Gohil v Gohil – in a nutshell

Amy Royce-Greensill

Professional Support Lawyer


Gohil v Gohil – in a nutshell

Gohil (Appellant) v Gohil (Respondent) [2015] UKSC 61

(Lord Neuberger (President), Lady Hale (Deputy President), Lord Clarke, Lord Wilson, Lord Sumption, Lord Reed and Lord Hodge)

In a nutshell

The Supreme Court reinstated the trial judge’s order to set aside part of a consent order due to the husband’s non-disclosure.


Mrs Gohil issued divorce proceedings in May 2002 and the decree absolute was pronounced following conclusion of complex financial relief proceedings by agreement at FDR on 30 April 2004. The 2004 Order included a recital that ‘the [wife] believes that the [husband] has not provided full and frank disclosure of his financial circumstances (although this is disputed by the [husband]), but is compromising her claims in the terms set out in this consent order despite this in order to achieve finality’. The financial proceedings had been protracted by continued dispute as to the extent to which Mr Gohil had provided full, or even adequate, disclosure of his financial circumstances.

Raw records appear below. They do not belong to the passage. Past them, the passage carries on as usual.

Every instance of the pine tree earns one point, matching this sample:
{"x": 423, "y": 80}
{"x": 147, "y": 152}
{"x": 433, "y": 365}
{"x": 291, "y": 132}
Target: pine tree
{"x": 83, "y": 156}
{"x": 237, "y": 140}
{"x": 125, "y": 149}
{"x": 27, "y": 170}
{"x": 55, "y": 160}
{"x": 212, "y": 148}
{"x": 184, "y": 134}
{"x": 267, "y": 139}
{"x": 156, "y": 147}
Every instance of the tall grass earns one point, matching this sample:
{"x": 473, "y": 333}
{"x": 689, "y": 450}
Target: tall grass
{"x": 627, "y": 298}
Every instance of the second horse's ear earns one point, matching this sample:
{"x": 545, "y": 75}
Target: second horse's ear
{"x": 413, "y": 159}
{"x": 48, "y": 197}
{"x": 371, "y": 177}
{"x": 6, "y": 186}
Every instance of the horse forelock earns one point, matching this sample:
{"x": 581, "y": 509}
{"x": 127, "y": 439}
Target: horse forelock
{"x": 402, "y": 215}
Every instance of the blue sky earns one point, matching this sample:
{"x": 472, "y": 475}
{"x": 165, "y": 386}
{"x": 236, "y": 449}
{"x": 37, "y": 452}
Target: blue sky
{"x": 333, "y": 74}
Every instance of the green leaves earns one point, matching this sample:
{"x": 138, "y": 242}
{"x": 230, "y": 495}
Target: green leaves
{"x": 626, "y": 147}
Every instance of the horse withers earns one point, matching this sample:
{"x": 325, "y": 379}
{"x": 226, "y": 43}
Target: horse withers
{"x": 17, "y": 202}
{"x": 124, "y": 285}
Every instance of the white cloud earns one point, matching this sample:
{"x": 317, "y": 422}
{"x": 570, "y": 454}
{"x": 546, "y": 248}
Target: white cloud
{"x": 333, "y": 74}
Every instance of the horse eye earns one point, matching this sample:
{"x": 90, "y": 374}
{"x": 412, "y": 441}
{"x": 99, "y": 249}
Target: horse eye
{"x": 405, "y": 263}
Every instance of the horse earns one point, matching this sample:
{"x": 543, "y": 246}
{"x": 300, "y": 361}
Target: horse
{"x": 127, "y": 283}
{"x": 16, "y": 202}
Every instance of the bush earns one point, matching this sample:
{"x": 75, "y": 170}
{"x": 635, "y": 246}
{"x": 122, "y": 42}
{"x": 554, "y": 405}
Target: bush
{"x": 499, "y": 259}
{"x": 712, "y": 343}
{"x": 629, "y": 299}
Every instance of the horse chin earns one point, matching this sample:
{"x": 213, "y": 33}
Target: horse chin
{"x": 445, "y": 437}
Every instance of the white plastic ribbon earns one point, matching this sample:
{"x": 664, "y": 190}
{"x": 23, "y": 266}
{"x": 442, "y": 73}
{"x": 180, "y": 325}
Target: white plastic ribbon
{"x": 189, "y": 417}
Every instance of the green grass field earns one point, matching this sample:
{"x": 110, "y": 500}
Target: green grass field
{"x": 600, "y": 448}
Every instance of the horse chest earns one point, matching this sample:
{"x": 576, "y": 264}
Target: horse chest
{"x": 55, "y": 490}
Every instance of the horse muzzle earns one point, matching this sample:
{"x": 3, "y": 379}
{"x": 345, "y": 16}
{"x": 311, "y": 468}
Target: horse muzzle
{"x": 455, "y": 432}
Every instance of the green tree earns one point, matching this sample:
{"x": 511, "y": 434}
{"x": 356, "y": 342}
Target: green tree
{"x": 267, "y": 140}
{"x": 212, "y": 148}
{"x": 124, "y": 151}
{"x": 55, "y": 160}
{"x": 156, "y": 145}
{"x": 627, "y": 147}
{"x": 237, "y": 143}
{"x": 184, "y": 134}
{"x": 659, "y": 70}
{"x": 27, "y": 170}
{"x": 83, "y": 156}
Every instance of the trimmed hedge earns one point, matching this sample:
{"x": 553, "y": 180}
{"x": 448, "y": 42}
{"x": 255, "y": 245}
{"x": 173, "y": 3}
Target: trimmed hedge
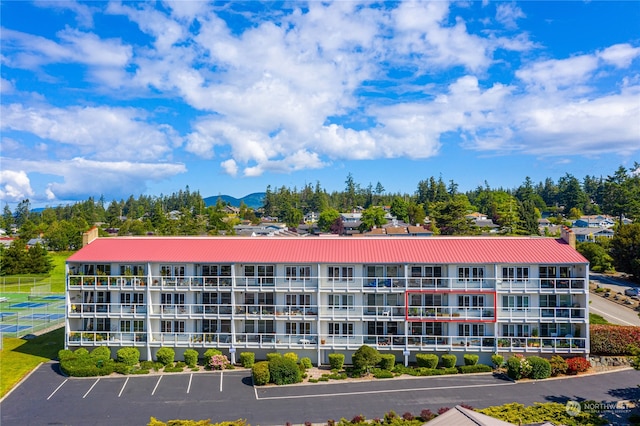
{"x": 540, "y": 367}
{"x": 191, "y": 357}
{"x": 128, "y": 356}
{"x": 471, "y": 359}
{"x": 284, "y": 371}
{"x": 427, "y": 360}
{"x": 247, "y": 359}
{"x": 387, "y": 361}
{"x": 449, "y": 360}
{"x": 336, "y": 361}
{"x": 613, "y": 339}
{"x": 165, "y": 355}
{"x": 476, "y": 368}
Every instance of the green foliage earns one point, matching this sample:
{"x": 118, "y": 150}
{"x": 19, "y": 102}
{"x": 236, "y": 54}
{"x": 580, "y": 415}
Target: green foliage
{"x": 471, "y": 359}
{"x": 292, "y": 356}
{"x": 427, "y": 360}
{"x": 540, "y": 367}
{"x": 273, "y": 355}
{"x": 449, "y": 360}
{"x": 211, "y": 352}
{"x": 247, "y": 359}
{"x": 613, "y": 339}
{"x": 474, "y": 368}
{"x": 305, "y": 362}
{"x": 336, "y": 361}
{"x": 165, "y": 356}
{"x": 539, "y": 413}
{"x": 365, "y": 358}
{"x": 387, "y": 361}
{"x": 128, "y": 356}
{"x": 191, "y": 357}
{"x": 497, "y": 360}
{"x": 558, "y": 365}
{"x": 284, "y": 371}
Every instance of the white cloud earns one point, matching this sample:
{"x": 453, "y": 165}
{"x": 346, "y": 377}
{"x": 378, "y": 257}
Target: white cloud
{"x": 508, "y": 13}
{"x": 97, "y": 132}
{"x": 14, "y": 185}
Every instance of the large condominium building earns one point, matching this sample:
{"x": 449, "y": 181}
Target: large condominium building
{"x": 317, "y": 296}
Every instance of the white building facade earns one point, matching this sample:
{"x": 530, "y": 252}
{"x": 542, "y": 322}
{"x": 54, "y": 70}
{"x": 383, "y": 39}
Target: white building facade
{"x": 317, "y": 296}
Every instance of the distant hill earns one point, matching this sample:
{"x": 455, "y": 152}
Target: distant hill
{"x": 254, "y": 200}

In 2007 the wife issued an application to set aside the 2004 consent order on the grounds of alleged serious material non-disclosure, fraud and misrepresentation by the husband. The husband had faced criminal proceedings for fraud and most of the wife's information about the husband's fraudulent activity came from her attendance at his Crown Court trial. She sought full disclosure from the CPS, which was ordered by Moylan J on 30 May 2012. The CPS and the Secretary of State successfully appealed the disclosure order, with the appeal being determined in a judgment of the Court of Appeal in November 2012 (Gohil v Gohil [2013] 1 FLR 1095). The wife's case before Moylan J referred to this information, which was never disclosed to the family court.

Moylan J indicated that there were grounds to set aside the substantive order on the basis that either (a) there had been non-disclosure, which had led to the court making an order that was substantially different from the order that would have been made if proper disclosure had been made (as per Livesey v Jenkins [1985] FLR 813) and/or (b) there was new evidence that was such as ‘would probably have an important influence on the result of the case’ (as per Denning LJ (as he then was) in Ladd v Marshall [1954] 1 WLR 1489).

Ultimately, Moylan J made an order granting the wife's application by effectively allowing her application to be reopened.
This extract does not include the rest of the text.